Empathic creative systems producing personalized visual or narrative art (Yalcin et al., 2020, Chang et al., 2023).
Systems for aiding in the alleviation of creative blocks and augmenting creative brainstorming (Lewis, 2023, Haase et al., 2023).

Limitations include challenges in robustly handling unpredictable public input, managing hallucinations, ensuring cultural and ethical appropriateness, and balancing expressiveness with factual grounding.
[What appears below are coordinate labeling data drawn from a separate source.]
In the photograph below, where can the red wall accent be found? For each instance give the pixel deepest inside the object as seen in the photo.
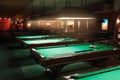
(5, 24)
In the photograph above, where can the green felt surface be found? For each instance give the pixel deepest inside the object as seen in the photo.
(34, 36)
(51, 40)
(107, 74)
(62, 51)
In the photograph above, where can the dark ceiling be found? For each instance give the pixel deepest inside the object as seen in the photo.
(33, 7)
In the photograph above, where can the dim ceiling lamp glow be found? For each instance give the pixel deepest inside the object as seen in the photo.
(75, 18)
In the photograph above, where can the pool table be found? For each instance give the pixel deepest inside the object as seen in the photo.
(28, 37)
(56, 57)
(47, 42)
(112, 73)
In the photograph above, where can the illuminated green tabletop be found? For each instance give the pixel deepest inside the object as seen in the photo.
(71, 50)
(49, 40)
(34, 36)
(106, 74)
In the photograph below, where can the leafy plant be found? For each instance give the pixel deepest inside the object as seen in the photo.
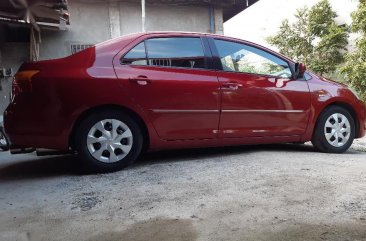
(355, 68)
(314, 38)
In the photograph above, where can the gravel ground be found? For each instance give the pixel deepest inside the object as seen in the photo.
(271, 192)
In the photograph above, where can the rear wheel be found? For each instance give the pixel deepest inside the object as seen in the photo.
(335, 130)
(108, 141)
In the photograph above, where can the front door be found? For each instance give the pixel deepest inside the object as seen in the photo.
(171, 83)
(259, 98)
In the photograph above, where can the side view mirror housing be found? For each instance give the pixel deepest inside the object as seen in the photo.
(298, 70)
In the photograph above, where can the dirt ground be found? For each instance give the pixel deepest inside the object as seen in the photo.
(273, 192)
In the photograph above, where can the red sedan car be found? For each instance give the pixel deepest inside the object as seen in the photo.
(176, 90)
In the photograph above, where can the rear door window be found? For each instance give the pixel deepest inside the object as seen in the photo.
(136, 56)
(176, 52)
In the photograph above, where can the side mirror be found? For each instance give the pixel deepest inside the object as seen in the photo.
(299, 70)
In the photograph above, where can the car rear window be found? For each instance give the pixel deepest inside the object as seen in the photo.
(179, 52)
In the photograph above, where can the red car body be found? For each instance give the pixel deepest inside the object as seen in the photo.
(177, 107)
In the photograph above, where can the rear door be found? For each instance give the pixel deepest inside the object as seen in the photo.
(259, 96)
(169, 78)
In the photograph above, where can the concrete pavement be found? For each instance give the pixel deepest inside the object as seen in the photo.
(272, 192)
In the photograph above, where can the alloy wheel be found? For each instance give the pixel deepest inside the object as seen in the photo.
(109, 140)
(337, 130)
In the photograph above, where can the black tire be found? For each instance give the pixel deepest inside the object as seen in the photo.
(319, 139)
(89, 162)
(3, 138)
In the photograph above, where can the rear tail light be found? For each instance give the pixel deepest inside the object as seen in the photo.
(22, 82)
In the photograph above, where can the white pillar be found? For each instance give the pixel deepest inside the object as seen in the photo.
(114, 21)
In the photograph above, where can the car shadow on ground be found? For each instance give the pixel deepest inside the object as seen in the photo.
(52, 166)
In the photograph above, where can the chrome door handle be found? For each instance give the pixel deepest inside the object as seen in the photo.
(140, 80)
(231, 86)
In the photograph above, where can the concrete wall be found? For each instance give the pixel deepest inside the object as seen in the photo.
(264, 18)
(89, 25)
(10, 60)
(94, 22)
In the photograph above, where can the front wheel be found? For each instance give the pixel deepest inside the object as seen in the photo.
(4, 142)
(335, 130)
(108, 141)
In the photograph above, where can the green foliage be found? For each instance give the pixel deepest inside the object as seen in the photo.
(314, 38)
(355, 68)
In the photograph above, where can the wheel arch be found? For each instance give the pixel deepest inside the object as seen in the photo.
(346, 106)
(133, 114)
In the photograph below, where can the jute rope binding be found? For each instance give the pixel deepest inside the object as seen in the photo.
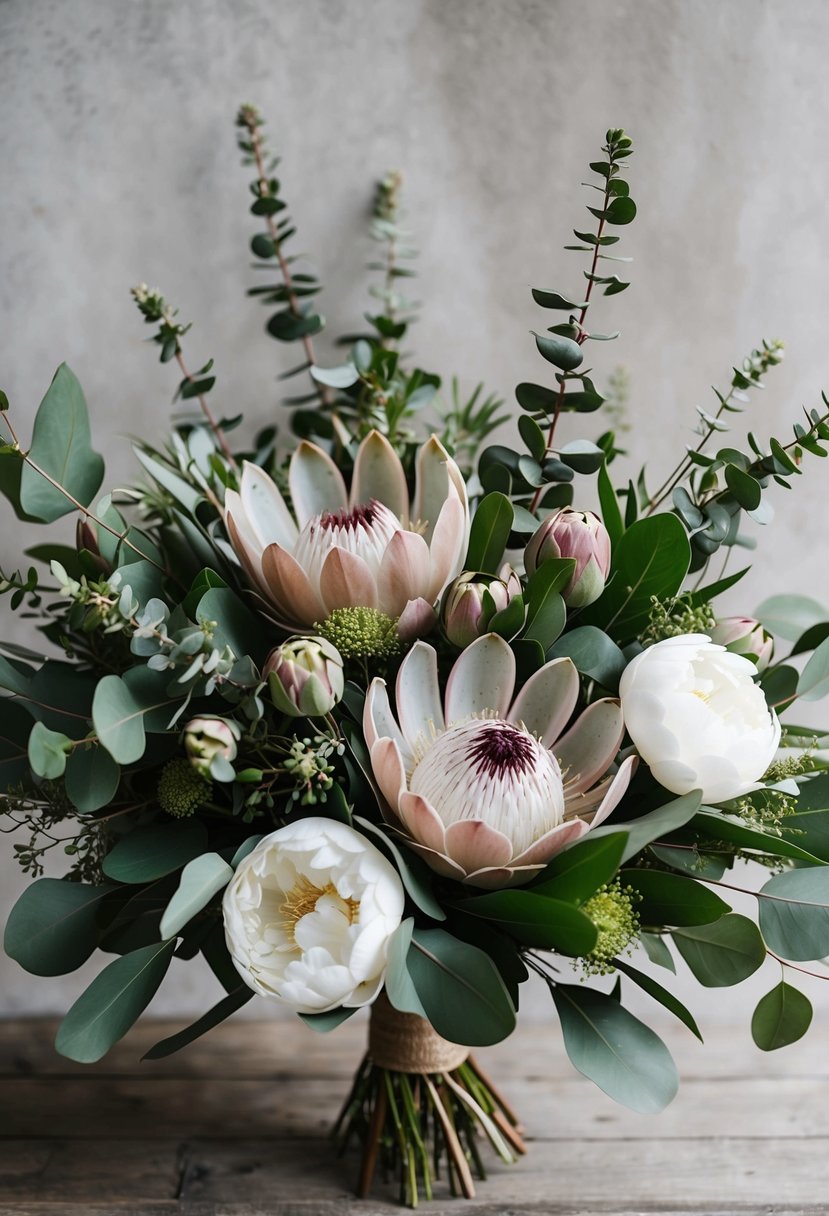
(402, 1042)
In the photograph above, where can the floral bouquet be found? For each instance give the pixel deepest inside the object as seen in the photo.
(390, 720)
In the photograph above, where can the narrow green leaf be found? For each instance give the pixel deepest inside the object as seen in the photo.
(112, 1003)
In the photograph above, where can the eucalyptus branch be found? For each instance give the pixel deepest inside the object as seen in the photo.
(252, 123)
(754, 366)
(79, 506)
(156, 310)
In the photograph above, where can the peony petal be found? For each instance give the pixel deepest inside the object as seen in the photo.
(547, 699)
(447, 546)
(422, 821)
(379, 474)
(266, 508)
(405, 572)
(483, 679)
(289, 586)
(417, 693)
(345, 581)
(590, 747)
(552, 842)
(474, 844)
(379, 722)
(417, 619)
(315, 482)
(389, 771)
(438, 478)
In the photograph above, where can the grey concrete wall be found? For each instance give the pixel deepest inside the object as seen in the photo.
(118, 161)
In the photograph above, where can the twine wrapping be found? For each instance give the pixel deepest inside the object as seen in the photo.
(402, 1042)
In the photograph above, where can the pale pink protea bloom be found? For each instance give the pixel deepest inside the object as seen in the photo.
(484, 784)
(368, 549)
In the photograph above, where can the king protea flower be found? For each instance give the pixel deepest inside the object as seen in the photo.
(368, 549)
(485, 786)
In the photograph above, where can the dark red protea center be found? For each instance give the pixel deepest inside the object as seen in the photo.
(500, 749)
(364, 516)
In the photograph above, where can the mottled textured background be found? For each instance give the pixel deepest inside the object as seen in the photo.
(119, 164)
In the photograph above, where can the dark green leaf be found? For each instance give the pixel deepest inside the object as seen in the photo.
(461, 989)
(782, 1017)
(618, 1052)
(154, 850)
(61, 446)
(215, 1015)
(112, 1003)
(52, 928)
(722, 953)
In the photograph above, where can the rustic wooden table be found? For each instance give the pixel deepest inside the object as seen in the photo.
(236, 1125)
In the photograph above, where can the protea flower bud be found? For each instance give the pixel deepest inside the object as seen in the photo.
(471, 602)
(210, 746)
(579, 534)
(305, 676)
(744, 635)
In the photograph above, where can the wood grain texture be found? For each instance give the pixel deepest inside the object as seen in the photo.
(236, 1125)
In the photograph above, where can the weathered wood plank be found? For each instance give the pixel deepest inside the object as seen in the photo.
(171, 1108)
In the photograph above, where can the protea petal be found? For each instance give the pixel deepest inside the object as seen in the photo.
(379, 474)
(551, 843)
(345, 580)
(418, 694)
(605, 797)
(547, 701)
(404, 572)
(379, 722)
(447, 546)
(389, 770)
(435, 482)
(474, 844)
(289, 586)
(590, 746)
(316, 484)
(417, 618)
(265, 508)
(422, 821)
(483, 679)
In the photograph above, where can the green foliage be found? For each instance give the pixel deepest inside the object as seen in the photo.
(52, 929)
(112, 1003)
(782, 1017)
(618, 1052)
(61, 465)
(460, 989)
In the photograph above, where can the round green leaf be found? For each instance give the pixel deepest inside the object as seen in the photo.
(52, 928)
(614, 1050)
(782, 1017)
(794, 913)
(722, 953)
(91, 778)
(112, 1003)
(563, 353)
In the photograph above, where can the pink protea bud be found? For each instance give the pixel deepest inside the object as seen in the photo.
(471, 602)
(577, 534)
(210, 744)
(744, 635)
(304, 676)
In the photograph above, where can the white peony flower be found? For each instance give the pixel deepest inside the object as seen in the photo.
(698, 719)
(309, 915)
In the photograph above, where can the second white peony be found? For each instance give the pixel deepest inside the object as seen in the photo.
(698, 719)
(309, 915)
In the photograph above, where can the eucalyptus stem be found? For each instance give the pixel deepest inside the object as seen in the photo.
(248, 118)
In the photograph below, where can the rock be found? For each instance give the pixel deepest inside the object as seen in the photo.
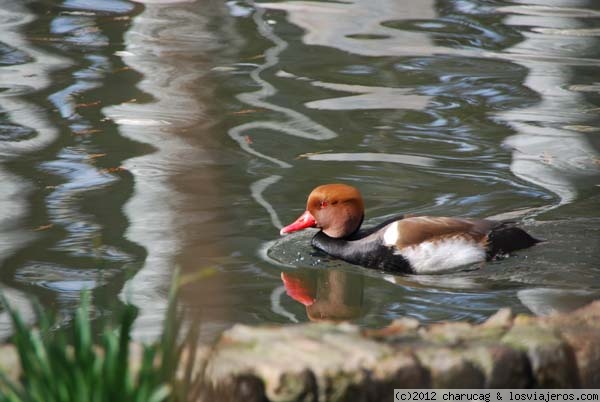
(551, 358)
(321, 362)
(449, 368)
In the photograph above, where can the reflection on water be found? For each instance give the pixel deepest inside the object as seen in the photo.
(136, 137)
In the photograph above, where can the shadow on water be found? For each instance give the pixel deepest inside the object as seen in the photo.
(139, 137)
(58, 149)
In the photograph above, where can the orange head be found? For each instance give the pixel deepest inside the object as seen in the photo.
(337, 209)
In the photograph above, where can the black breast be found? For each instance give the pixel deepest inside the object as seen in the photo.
(368, 251)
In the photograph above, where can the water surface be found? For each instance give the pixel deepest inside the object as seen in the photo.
(140, 137)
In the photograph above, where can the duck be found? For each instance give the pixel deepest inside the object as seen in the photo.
(404, 244)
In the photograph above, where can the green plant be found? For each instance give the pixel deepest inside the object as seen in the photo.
(55, 369)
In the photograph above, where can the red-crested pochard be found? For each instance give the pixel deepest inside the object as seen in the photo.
(415, 244)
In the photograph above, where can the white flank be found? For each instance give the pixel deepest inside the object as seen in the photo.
(390, 236)
(434, 257)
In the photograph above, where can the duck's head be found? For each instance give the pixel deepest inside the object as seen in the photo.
(337, 209)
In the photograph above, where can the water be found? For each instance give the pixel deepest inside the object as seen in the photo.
(135, 138)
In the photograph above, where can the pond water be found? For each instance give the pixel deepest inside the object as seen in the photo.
(140, 137)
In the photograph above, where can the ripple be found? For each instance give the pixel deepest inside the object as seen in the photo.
(13, 132)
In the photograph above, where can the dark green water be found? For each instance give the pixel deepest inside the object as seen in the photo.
(135, 138)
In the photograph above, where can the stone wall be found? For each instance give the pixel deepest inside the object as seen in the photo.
(342, 362)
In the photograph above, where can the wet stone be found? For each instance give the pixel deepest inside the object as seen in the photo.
(551, 359)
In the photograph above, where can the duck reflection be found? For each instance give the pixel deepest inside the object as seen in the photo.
(328, 295)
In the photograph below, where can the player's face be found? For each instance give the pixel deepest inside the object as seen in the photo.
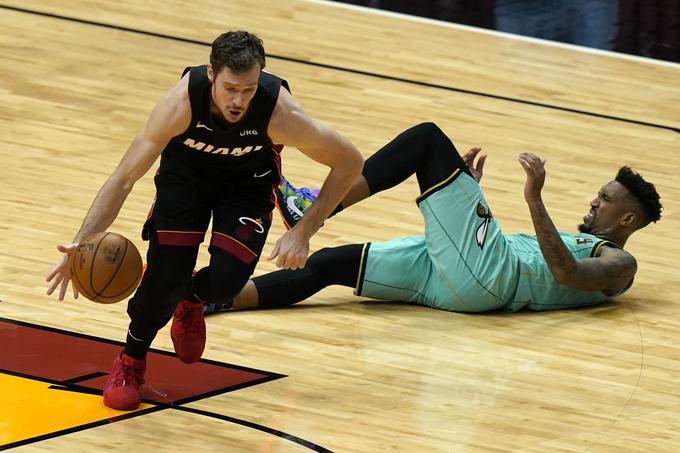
(607, 209)
(232, 92)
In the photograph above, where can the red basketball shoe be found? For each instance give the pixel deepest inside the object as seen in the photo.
(123, 388)
(188, 331)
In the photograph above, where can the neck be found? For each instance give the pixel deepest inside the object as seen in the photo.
(618, 238)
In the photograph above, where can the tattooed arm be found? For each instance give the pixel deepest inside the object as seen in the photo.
(610, 272)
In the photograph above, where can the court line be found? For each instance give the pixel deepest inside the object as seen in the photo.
(356, 71)
(238, 421)
(497, 33)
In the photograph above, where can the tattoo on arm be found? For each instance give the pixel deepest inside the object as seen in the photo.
(612, 272)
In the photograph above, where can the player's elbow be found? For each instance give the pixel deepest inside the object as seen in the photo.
(355, 163)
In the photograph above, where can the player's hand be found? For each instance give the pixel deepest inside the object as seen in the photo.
(534, 167)
(61, 272)
(291, 250)
(477, 169)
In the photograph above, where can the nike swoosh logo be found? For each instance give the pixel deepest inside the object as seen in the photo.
(199, 124)
(290, 202)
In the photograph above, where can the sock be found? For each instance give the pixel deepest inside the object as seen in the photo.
(136, 347)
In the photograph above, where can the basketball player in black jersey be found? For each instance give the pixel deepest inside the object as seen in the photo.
(219, 133)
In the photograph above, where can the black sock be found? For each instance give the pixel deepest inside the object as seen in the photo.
(329, 266)
(136, 347)
(337, 210)
(423, 150)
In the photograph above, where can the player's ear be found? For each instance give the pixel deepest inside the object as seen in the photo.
(629, 219)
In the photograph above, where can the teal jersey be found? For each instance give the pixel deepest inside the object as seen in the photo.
(537, 289)
(464, 263)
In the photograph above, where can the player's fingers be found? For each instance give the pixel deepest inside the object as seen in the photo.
(52, 273)
(62, 290)
(275, 251)
(66, 248)
(480, 162)
(53, 285)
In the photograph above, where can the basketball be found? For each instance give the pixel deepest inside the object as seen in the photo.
(106, 268)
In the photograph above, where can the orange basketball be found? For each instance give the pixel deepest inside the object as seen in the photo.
(106, 268)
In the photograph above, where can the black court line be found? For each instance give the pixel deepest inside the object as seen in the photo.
(281, 434)
(85, 377)
(355, 71)
(71, 385)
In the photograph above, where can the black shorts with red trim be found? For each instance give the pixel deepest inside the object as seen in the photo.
(239, 201)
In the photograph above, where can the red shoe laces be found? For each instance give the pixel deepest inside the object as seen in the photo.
(129, 375)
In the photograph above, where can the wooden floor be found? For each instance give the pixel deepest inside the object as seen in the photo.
(362, 376)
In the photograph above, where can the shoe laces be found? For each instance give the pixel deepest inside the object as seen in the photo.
(129, 375)
(190, 316)
(307, 193)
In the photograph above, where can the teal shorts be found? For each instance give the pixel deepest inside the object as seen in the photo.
(462, 263)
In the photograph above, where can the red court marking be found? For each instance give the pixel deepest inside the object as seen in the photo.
(45, 353)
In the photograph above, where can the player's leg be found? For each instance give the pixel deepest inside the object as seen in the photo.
(423, 150)
(326, 267)
(167, 280)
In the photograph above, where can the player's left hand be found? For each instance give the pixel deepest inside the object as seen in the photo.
(291, 250)
(534, 167)
(477, 169)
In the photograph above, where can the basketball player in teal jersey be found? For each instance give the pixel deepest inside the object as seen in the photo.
(463, 262)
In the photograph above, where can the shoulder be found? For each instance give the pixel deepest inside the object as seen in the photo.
(172, 114)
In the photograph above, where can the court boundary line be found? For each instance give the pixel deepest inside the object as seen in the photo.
(497, 33)
(354, 71)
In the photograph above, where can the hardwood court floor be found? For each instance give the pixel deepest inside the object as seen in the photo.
(77, 81)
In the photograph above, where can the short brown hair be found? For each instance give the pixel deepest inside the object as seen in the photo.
(237, 50)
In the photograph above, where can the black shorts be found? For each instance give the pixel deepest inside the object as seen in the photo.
(240, 202)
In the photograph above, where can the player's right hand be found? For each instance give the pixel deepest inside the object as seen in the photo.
(477, 169)
(61, 272)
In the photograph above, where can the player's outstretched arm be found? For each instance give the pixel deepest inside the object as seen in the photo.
(610, 272)
(170, 117)
(292, 126)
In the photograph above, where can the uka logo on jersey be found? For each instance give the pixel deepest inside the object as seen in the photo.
(482, 230)
(207, 148)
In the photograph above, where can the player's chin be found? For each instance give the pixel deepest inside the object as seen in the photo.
(583, 228)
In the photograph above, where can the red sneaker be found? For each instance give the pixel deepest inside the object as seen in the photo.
(188, 331)
(123, 388)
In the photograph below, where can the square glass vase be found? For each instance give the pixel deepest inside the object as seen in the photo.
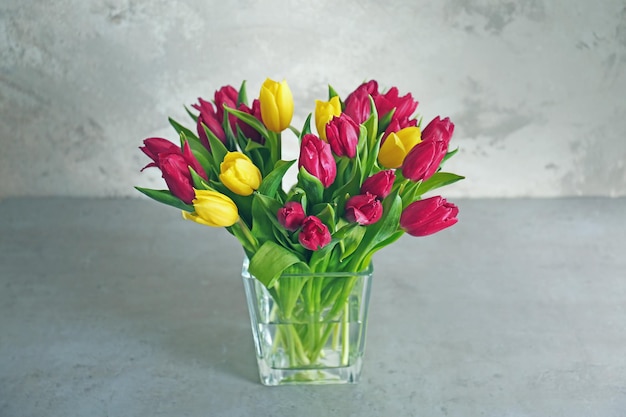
(309, 328)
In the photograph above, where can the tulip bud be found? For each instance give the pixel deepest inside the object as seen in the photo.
(174, 166)
(439, 130)
(276, 105)
(397, 145)
(226, 96)
(208, 117)
(324, 112)
(379, 184)
(314, 234)
(404, 106)
(154, 146)
(316, 157)
(239, 174)
(291, 215)
(342, 134)
(357, 104)
(425, 217)
(213, 209)
(247, 130)
(364, 209)
(424, 160)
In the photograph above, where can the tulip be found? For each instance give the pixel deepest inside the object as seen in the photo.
(276, 105)
(208, 117)
(364, 209)
(314, 234)
(397, 145)
(342, 133)
(425, 217)
(424, 160)
(317, 158)
(154, 146)
(247, 130)
(404, 106)
(379, 184)
(213, 209)
(357, 104)
(439, 130)
(291, 215)
(324, 113)
(239, 174)
(226, 96)
(174, 166)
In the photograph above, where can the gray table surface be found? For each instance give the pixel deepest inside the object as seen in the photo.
(118, 307)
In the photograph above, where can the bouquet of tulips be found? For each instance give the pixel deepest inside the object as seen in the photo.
(359, 188)
(359, 185)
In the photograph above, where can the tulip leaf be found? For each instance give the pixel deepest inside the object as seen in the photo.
(331, 92)
(306, 127)
(182, 129)
(438, 179)
(311, 185)
(271, 183)
(166, 197)
(242, 98)
(271, 260)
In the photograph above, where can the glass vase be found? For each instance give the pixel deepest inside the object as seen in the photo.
(309, 328)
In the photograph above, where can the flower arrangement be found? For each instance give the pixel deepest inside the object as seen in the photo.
(359, 188)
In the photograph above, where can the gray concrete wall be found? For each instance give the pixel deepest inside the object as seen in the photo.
(536, 88)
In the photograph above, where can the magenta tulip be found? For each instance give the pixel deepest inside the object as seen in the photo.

Addressing these demands advanced dialog state tracking, adaptive persona and event frameworks, improved retrieval and LLM alignment, and comprehensive user studies.

Emergent directions include: (i) extension to deeper multi-turn and multi-agent dialogue, (ii) generalization across multilingual and multicultural settings via cross-lingual embeddings and retrieval, (iii) dynamic memory and event pipelines for persistent character evolution, and (iv) integration of real-time gestural and affective cues to further enrich artistic and empathic expression.

7. Significance in Computational Creativity and Art

Artistic chatbots represent a convergence of NLP, computer vision, and HCI to augment, democratize, and reconceptualize creative practices:

They offer mechanisms for personalized art appreciation and accessible informal learning in cultural contexts (Lee et al., 9 Feb 2024).
Their integration of event-driven or persona-grounded methods facilitates the emergence of co-creative narratives and lifelike digital characters (Liu et al., 5 Jan 2025, Sun et al., 2023, Schmitt et al., 2021).
They support procedural creativity and role redefinition of digital agents—from utilitarian dialog systems to unwitting actors and creative collaborators (Perrone et al., 2019).

Evidence from statistical evaluation, human–AI creativity comparison (e.g., no significant difference in AUT originality ratings between GAIs and human participants in (Haase et al., 2023)), and practical exhibition deployments underscores both the current impact and the ongoing research challenges in realizing conversational agents capable of genuine, context-adaptive, and artistically resonant interaction.